The Federal Trade Commission has sued to block the merger and has requested a preliminary injunction to stay the merger until the lawsuit is heard. Hearings on the injunction are scheduled to begin on May 5.
The hearing on the injunction is considered a key element in the case. Richard Parker, an attorney for Sysco, suggested last month that the FTC’s case would die if it couldn’t get a federal judge to stay the merger.
“The real fight will be in federal court,” Parker said.
If the FTC wins in court, Sysco and US Foods would have to overcome the FTC’s lawsuit.
The merger deal was set to expire on March 8. The extension means that the $8.2 billion merger would not close until 17 months after it was first announced, at the earliest.
The case between the FTC and the two giants hinges on the significance of the combined company’s national presence in the food distribution business. Sysco and US Foods are currently the only two companies that distribute a broad range of food products nationwide.
The FTC argues in its lawsuit that the merger would create a single company with 75 percent of the national broadline distribution market. Combined, the two companies would have 133 distribution centers. By comparison, the next largest distributor, Performance Food Group, has 33 centers, according to the lawsuit.
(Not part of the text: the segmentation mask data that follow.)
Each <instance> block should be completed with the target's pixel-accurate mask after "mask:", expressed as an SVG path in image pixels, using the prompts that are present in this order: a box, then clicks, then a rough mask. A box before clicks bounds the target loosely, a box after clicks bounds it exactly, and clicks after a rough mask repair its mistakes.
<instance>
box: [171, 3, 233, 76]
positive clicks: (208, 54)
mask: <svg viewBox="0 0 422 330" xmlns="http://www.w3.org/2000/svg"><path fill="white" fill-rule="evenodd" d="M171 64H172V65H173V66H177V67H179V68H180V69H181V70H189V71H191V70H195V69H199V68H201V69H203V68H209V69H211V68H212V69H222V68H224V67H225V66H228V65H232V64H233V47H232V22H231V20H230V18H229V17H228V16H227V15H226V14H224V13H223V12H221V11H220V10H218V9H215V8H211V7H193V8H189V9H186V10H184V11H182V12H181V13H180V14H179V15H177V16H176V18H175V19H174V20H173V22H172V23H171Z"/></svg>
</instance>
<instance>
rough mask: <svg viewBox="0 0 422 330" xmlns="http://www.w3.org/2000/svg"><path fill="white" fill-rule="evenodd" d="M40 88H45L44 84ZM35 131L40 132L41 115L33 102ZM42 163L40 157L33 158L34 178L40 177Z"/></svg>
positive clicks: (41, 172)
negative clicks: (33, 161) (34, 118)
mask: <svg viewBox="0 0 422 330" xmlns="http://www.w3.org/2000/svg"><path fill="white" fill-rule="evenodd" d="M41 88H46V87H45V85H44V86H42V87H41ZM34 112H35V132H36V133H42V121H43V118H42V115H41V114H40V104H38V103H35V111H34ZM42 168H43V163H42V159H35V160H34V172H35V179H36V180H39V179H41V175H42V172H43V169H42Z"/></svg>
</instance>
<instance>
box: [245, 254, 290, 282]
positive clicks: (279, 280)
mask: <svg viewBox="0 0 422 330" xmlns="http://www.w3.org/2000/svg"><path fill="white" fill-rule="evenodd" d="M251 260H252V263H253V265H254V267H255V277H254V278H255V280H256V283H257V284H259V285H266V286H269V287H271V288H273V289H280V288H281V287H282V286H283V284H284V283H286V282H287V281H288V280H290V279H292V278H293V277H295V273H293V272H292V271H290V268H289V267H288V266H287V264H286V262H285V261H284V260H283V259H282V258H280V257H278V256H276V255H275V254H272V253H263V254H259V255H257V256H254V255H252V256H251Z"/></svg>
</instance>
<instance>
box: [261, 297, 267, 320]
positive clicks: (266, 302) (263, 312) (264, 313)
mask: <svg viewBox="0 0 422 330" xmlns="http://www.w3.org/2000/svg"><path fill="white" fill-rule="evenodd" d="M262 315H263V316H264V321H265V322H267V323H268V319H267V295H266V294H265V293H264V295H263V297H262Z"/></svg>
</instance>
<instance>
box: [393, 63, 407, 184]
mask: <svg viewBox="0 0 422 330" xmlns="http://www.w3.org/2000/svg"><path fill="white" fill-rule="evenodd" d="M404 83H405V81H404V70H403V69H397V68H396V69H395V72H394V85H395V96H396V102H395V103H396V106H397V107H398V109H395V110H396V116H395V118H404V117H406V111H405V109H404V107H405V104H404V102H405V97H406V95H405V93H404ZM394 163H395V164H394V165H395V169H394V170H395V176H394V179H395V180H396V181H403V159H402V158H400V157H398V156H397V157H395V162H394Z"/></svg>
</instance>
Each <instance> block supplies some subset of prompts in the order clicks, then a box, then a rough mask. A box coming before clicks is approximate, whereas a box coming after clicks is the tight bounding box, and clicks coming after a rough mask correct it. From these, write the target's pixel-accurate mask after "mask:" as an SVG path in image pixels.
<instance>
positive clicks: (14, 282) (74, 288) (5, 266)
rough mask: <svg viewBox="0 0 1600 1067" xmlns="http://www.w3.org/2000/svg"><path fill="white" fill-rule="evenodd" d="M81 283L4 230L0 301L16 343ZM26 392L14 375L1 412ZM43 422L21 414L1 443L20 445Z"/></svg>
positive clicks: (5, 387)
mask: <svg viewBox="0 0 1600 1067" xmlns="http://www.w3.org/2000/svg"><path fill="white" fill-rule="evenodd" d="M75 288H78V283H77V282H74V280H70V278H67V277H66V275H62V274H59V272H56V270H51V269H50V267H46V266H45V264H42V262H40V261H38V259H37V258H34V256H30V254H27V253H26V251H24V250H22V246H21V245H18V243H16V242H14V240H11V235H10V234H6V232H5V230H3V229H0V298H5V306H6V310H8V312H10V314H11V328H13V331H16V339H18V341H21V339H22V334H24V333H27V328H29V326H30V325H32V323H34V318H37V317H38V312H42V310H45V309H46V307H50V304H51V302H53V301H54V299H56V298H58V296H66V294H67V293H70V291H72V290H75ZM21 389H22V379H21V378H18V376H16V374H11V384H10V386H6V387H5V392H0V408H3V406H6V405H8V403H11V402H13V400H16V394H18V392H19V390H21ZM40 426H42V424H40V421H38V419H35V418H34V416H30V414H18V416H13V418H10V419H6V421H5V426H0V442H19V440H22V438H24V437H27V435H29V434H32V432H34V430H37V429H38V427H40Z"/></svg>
The agency argues that the two companies would have more than 50 percent of the food distribution business in 32 markets. Foodservice companies, including restaurants and school and hospital cafeterias, often have only two companies to choose from for food deliveries.
Sysco and US Foods argue that the market is competitive, with numerous small and regional competitors. Retailers like Restaurant Depot and Costco also provide avenues for foodservice companies to get supplies. The companies argue that the merger will enable them to lower prices.
Many experts say that a national competitor to the combined company would likely emerge. That includes Performance Food Group, which has agreed to buy 11 facilitiesthat generate $4.6 billion in revenue, from Sysco-US Foods if the merger goes through.
To illustrate the closeness of the debate, the FTC’s five politically appointed commissioners voted 3-2 to proceed with a challenge to the merger. The vote was along party lines, with the commission’s three Democrats voting to challenge the deal.